Ce déplacement en Alaska ne doit rien au hasard. La région vit en accéléré les effets d’une catastrophe annoncée. Avec la fonte des glaces de mer, les côtes ne sont plus protégées des tempêtes et de l’érosion. Partout les digues s’érigent et les villages se déplacent, pour résister aux vagues de l’océan. La fonte des sol gelés (permafrost) menace les maisons, les routes et les infrastructures industrielles. Le glacier Exit a reculé de 300 mètres en 10 ans, affirment les scientifiques. Même les phoques et les caribous sont menacés.
 
Discours du président Obama à Anchorage en Alaska sur la menace du réchauffement climatique
Discours du président Obama à Anchorage en Alaska sur la menace du réchauffement climatique (AFp/ mandel Ngan )

En première ligne face au réchauffement climatique, le gouverneur de l’Etat, Bill Walker, a pourtant lancé un message étonnant au président Obama : «Nous devons mettre plus de pétrole dans notre oléoduc, nous devons avoir plus d’accès aux ressources.» Le secteur pétrolier représente un emploi sur trois en Alaska et les recettes fiscales sont en bernes avec la chute de cours du brut.
 
Le représentant de l’Alaska au Congrès, le républicain Don Young, se bat depuis quarante ans pour l’expansion des zones de forages. Il a obtenu en partie satisfaction. En juin 2015, le président Obama a donné son feu vert à la compagnie Shell pour des prospections en mer de Tchouktches, il est vrai déjà autorisées par son prédécesseur George W.Bush.
 
L'Alaska, symbole de nos contradictions
L’Alaska illustre la contradiction d’un monde drogué au pétrole qui ne veut pas voir la catastrophe se déroulant sous ses yeux. Comme le disent les écologistes, «tout le monde est d’accord pour le tri des déchets, mais personne ne veut descendre les poubelles…»
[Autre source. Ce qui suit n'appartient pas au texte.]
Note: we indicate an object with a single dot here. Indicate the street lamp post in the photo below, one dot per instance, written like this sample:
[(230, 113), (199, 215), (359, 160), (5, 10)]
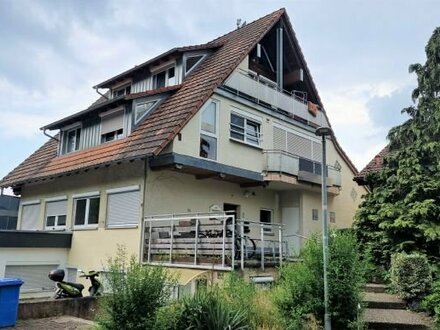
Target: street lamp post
[(324, 132)]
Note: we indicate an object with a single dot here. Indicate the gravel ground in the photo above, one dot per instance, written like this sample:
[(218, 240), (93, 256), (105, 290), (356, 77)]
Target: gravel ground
[(54, 323)]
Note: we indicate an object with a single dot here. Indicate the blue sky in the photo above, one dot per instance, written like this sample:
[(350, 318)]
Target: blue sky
[(358, 52)]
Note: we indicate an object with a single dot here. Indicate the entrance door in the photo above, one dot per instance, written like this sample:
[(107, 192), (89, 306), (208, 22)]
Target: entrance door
[(290, 218)]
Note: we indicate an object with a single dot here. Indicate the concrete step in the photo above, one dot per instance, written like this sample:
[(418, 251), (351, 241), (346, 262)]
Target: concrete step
[(383, 301), (396, 319), (375, 288)]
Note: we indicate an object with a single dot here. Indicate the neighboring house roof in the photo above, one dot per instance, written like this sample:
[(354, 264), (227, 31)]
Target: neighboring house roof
[(162, 125), (373, 166)]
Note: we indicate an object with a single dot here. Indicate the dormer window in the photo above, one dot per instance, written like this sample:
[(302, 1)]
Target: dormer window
[(192, 61), (120, 91), (112, 125), (71, 139), (165, 78)]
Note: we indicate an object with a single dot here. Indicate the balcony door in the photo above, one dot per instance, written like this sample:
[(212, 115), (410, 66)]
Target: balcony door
[(290, 219)]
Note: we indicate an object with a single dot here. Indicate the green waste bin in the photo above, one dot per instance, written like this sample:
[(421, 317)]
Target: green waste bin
[(9, 292)]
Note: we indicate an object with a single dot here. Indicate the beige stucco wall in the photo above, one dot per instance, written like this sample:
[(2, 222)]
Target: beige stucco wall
[(91, 247)]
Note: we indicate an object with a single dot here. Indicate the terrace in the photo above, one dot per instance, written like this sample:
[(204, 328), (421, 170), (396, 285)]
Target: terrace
[(212, 241)]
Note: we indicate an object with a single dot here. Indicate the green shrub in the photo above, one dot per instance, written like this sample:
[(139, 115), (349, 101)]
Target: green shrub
[(301, 291), (206, 310), (410, 275), (137, 292)]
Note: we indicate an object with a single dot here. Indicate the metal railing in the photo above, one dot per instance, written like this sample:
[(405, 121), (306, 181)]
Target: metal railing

«Notre maison brûle, mais nous regardons ailleurs», avait lancé le président français Jacques Chirac le 2 septembre 2002 lors du 4e sommet de la Terre… En 2015, la maison brûle toujours mais les scientifiques se demandent si on arrivera à freiner l’incendie. Le dégel du permafrost risque de dégager des milliards de tonnes de gaz à effet serre, enfermés jusqu’ici dans les sols gelés.

Mais pour la première fois, les Etats-Unis et la Chine, principaux pollueurs de la planète, ont pris conscience de la gravité de la situation. Après avoir longtemps bloqué les négociations internationales sur le climat, les deux premières économies du monde semblent enfin déterminées à agir. Une note d’espoir à trois mois de la conférence de Paris sur le climat.